Their report also identifies the nation's disaster hotspots, with each one suffering dozens of hits in less than two decades; from devastating bushfires to floods and storms.

Fire-prone parts of Victoria are stand-outs, with Baw Baw suffering 47 disasters bad enough to prompt requests for federal assistance. The Yarra Ranges were not far behind with 42, and East Gippsland 39.

But similar hotspots have been mapped in every other part of the country.

In the last five years alone, the federal government provided disaster funding 226 times, with 80 per cent of council areas affected nationwide.

They are sobering statistics and ones former NSW fire chief Greg Mullins said must spark a rethink about how to best prepare communities for the inevitable - more of the same as long as the climate continues to warm.

"The science is really clear, the experience is really clear," said Mr Mullins, who founded Emergency Leaders for Climate Action.

"We're getting more climate-fuelled disasters. We keep breaking records with bushfires, floods, the number of homes destroyed."

Fire surrounds a fire truck.
Bushfires continue to ravage the country each summer, further testing residents' resilience. (HANDOUT/DEPARTMENT OF FIRE AND EMERGENCY SERVICES WA)

He said the most important thing Australia could do to reduce disaster-related risks was urgently cut emissions and reject "false" climate change solutions such as Peter Dutton's nuclear power plan.

But, at the same time, the nation must also invest billions to help communities and households withstand what is to come until global emissions start to fall.

"Early intervention saves money, saves lives, saves homes," Mr Mullins said.

The report makes a string of recommendations to help communities cope better when disaster strikes.

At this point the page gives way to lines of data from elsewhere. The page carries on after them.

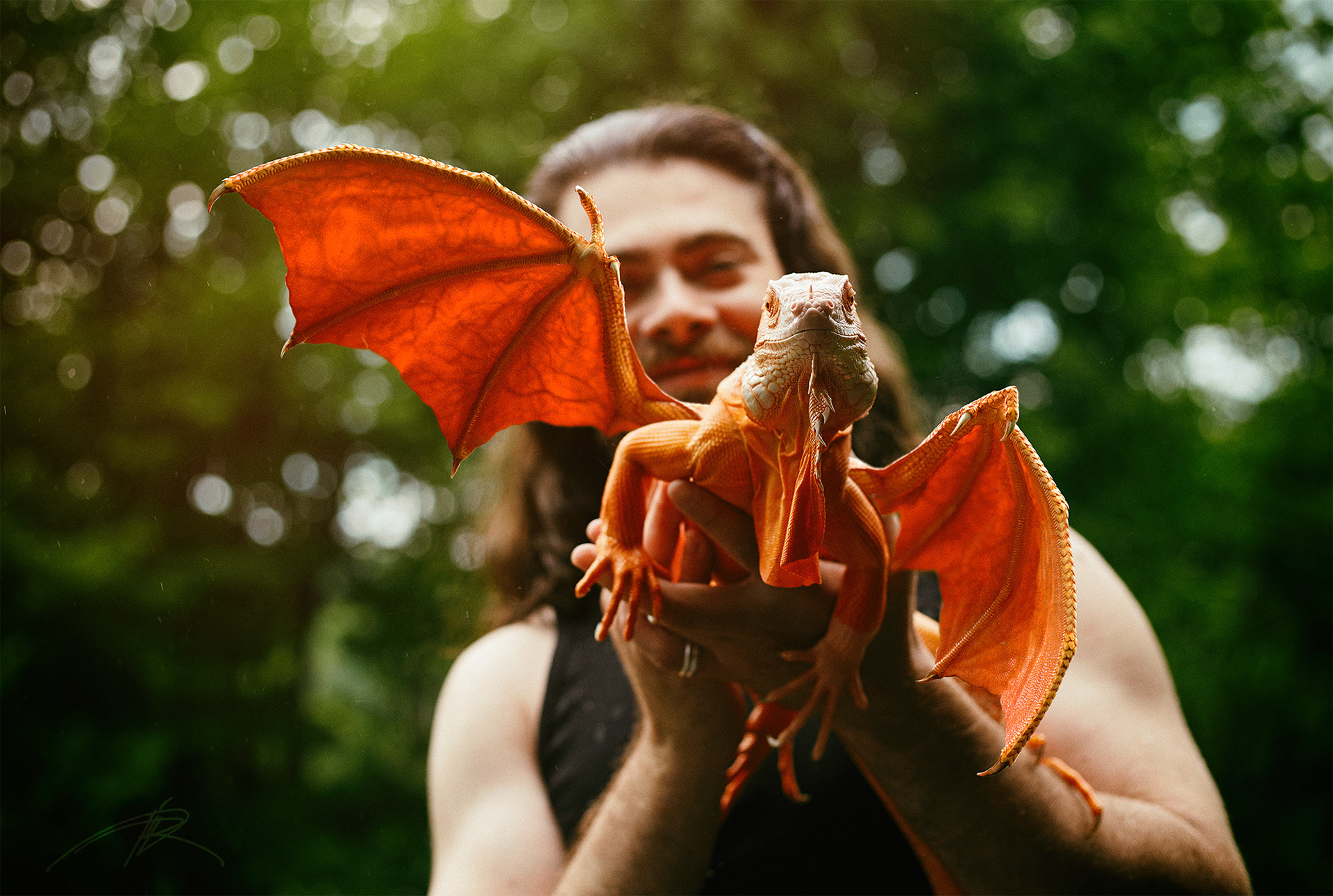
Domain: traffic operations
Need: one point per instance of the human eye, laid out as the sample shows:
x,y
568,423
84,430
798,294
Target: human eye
x,y
719,267
635,279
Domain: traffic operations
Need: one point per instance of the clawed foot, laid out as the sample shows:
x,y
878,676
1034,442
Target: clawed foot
x,y
764,723
835,664
632,573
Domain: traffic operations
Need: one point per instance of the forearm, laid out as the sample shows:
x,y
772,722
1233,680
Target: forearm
x,y
653,828
1023,829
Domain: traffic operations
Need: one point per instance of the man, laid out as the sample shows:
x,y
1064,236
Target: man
x,y
703,211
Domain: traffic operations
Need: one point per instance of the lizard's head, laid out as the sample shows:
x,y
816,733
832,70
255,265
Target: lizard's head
x,y
810,346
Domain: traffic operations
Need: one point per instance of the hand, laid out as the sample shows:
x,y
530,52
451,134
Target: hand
x,y
743,627
699,715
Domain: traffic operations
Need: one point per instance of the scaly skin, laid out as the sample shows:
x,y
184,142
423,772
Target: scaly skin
x,y
776,443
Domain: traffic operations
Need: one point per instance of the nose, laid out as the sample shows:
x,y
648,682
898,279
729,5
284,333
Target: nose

They include better understanding which communities and regions face the greatest threats and vulnerabilities and helping them build strong networks of local responders.

"Resilience is being able to take a hit and bounce back and you can't impose that from Canberra, or Macquarie Street, or Brisbane. It's local solutions but it needs money," Mr Mullins said.

Rebecca McNaught knows better than most why local solutions are essential when disaster strikes.

The experience of living through the catastrophic floods that hit NSW's Northern Rivers region in 2022 will never leave her and the scars are still evident in her community of Ocean Shores, and neighbouring Lismore.

The floods were so extraordinary that, in many cases, the community had to rescue itself because no-one else could get there in time.

A car sits in floodwaters.
Lismore is still recovering from floods that devastated homes across NSW's Northern Rivers. (JASON O’BRIEN/AAP PHOTOS)

"At present we spend 97 per cent of disaster-related funding on response and recovery and only three per cent on preparedness and resilience-building," said Ms McNaught, a research fellow at the University Centre for Rural Health in Lismore.

Response and recovery were vital, but she said there was a desperate need to shift to a preventative mindset.

And if there's one good thing that has come from those floods, it is that Northern Rivers communities are not waiting on others and are cracking on with the job themselves.

Ms McNaught is part of a local organisation called Plan C that is all about building up community resilience.

Recently Plan C trained up 270 people under a community carers and responders program.

It says something that 70 per cent of them had been affected by floods, and 30 per cent by bushfires.

"People learned about emergency management structures ... food security, energy security, water security," Ms McNaught said.

"And it really moved people from a place of trauma and fear about the future, to one of hope and action. And I think that's really powerful."